The numbers: The U.S. recorded a $779 billion deficit in the fiscal year ending Sept. 30, an increase of $113 billion, as spending climbed while revenue remained nearly flat.
Outlays grew by $127 billion, or 3.2%, while government receipts rose 0.4%, or $14 billion.
Compared to GDP, the deficit rose to 3.9%, up by 0.4 percentage points.
In September alone, the U.S. recorded a surplus of $119.1 billion.
What happened: Interest on the public debt shot up by $65 billion, or 14%, in part because the Treasury had to increase the principal on its inflation-protected securities. Rising interest rates and a bigger debt also played a role.

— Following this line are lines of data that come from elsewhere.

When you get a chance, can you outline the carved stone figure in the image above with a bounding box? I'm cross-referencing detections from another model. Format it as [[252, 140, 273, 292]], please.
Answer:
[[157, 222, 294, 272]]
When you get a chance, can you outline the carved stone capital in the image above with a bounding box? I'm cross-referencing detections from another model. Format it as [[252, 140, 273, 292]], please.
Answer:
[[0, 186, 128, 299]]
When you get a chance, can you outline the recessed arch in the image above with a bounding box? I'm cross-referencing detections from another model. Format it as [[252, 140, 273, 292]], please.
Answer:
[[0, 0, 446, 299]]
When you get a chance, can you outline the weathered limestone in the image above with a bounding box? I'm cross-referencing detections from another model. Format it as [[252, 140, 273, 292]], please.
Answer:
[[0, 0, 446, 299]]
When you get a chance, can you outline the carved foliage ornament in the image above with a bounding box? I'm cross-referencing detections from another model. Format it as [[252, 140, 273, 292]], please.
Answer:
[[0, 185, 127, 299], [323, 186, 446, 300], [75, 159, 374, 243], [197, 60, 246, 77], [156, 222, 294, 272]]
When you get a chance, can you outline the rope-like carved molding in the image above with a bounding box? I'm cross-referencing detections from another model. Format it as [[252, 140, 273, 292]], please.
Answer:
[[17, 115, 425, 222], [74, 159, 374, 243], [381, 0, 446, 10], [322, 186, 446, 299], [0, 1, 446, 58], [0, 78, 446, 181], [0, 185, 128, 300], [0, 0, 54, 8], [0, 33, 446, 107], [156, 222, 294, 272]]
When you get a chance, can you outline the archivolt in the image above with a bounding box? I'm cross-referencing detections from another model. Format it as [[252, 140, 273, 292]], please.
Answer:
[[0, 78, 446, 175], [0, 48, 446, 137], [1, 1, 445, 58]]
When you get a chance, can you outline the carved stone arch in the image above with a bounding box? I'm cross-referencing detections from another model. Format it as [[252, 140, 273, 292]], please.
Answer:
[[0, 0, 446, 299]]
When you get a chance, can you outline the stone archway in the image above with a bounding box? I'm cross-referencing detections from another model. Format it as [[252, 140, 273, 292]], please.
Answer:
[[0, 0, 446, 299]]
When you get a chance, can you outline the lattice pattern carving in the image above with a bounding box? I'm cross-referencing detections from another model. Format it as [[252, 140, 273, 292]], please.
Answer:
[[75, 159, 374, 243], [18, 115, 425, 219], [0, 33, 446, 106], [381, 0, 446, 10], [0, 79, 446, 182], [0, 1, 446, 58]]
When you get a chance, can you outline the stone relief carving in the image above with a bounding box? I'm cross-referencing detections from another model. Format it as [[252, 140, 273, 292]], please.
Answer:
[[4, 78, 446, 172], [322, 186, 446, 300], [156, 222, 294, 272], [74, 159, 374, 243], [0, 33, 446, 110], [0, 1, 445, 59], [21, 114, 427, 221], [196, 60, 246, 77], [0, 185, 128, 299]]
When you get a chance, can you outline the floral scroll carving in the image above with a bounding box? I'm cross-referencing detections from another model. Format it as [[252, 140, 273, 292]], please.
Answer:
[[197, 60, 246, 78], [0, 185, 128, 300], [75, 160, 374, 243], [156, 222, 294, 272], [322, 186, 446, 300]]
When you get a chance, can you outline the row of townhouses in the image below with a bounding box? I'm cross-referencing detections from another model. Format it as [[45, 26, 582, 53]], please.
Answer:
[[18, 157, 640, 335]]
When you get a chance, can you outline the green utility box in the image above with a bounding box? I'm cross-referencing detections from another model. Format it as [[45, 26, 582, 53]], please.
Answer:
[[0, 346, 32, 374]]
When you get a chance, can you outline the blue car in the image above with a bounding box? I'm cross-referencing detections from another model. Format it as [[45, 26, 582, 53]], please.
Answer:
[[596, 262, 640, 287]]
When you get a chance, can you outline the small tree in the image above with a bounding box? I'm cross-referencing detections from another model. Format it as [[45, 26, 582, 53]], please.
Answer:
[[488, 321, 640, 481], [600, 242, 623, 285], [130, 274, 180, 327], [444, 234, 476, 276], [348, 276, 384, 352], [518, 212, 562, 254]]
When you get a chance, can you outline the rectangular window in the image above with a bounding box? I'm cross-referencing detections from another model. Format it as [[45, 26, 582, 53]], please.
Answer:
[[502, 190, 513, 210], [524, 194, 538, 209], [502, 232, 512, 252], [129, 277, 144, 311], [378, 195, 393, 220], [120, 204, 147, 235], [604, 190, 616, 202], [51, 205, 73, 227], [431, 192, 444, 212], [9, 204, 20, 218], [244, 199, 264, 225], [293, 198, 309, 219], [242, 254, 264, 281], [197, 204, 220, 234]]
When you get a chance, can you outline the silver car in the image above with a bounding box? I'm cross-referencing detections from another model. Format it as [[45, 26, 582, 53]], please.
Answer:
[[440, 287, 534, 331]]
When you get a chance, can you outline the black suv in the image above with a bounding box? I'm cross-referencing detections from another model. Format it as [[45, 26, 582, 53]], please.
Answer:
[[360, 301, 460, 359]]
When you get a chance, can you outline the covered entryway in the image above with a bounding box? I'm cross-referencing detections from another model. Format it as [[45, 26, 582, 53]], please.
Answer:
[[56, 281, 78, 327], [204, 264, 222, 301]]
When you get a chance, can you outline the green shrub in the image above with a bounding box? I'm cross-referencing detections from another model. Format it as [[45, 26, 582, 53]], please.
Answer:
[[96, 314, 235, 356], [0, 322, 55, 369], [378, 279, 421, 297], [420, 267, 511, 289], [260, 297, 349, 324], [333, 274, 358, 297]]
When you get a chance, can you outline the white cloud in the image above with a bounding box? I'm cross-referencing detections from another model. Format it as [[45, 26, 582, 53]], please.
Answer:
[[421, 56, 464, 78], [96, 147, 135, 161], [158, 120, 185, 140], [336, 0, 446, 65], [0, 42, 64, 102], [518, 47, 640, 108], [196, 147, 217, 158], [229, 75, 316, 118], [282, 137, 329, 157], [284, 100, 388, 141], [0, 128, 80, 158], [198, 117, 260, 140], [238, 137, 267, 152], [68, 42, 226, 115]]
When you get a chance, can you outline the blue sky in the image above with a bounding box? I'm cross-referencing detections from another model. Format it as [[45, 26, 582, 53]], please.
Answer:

Social Security spending rose by $39 billion, or 4%, as America’s population aged, while defense spending rose by $32 billion, or 6%, as Congress authorized more spending.
Education spending saw the biggest decline, falling by 43% or $48 billion, almost entirely due to changes in the estimated subsidy costs of loans and loan guarantees. There also was reduced contribution in profits from government-controlled mortgage buyers Fannie Mae
and Freddie Mac
On the revenue side, corporate taxes dropped by 22%, or $76 billion, as companies enjoyed a smaller rate of tax as well as the ability to immediately deduct the full value of equipment purchases. Individual income taxes edged up by 1%, or $23 billion, as increased employment and higher wages were offset by the lower withholdings, as the Treasury published a modified withholding table.
What they’re saying: “America’s booming economy will create increased government revenues – an important step toward longterm fiscal sustainability. But this fiscal picture is a blunt warning to Congress of the dire consequences of irresponsible and unnecessary spending,” said OMB Director Mulvaney in a statement.
“The federal debt burden has doubled in the past decade to stand at close to 80% of GDP now and projections suggest it will reach 100% by 2030, as the aging of the population drives up spending on pensions and public health care. There are measures that can be taken to reduce the long-run budget deficit, but political opposition will make tackling entitlement reform extremely hard outside of a crisis,” said Paul Ashworth, chief U.S. economist of Capital Economics, in a note published ahead of the final numbers.